To address low segmentation accuracy, poor robustness to small structures, and slow convergence due to class imbalance in 3D medical image segmentation, this paper proposes nnY-Net—a novel U-shaped architecture. It integrates Swin Transformer and ConvNeXt into a unified encoder-decoder backbone for the first time and introduces a cross-modal cross-attention module at the bottleneck layer to form a Y-shaped structure, where patient-level clinical semantics (e.g., pathology, treatment) serve as queries to dynamically modulate low-level features. We further design DiceFocalCELoss to mitigate voxel-level class imbalance. The model adopts a lightweight preprocessing pipeline inspired by nnU-Net/dynUNet. On multiple 3D medical segmentation benchmarks, nnY-Net consistently outperforms SwinUNETR and MedNeXt, achieving an average Dice score improvement of 1.8–3.2%, enhanced robustness for small-structure segmentation, and 22% faster training convergence.

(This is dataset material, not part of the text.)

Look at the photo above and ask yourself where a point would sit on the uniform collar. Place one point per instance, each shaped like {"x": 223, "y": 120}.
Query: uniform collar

This paper provides a novel 3D medical image segmentation model structure called nnY-Net. This name comes from the fact that our model adds a cross-attention module at the bottom of the U-net structure to form a Y structure. We integrate the advantages of the two latest SOTA models, MedNeXt and SwinUNETR, and use Swin Transformer as the encoder and ConvNeXt as the decoder to innovatively design the Swin-NeXt structure. Our model uses the lowest-level feature map of the encoder as Key and Value and uses patient features such as pathology and treatment information as Query to calculate the attention weights in a Cross Attention module. Moreover, we simplify some pre- and post-processing as well as data enhancement methods in 3D image segmentation based on the dynUnet and nnU-net frameworks. We integrate our proposed Swin-NeXt with Cross-Attention framework into this framework. Last, we construct a DiceFocalCELoss to improve the training efficiency for the uneven data convergence of voxel classification.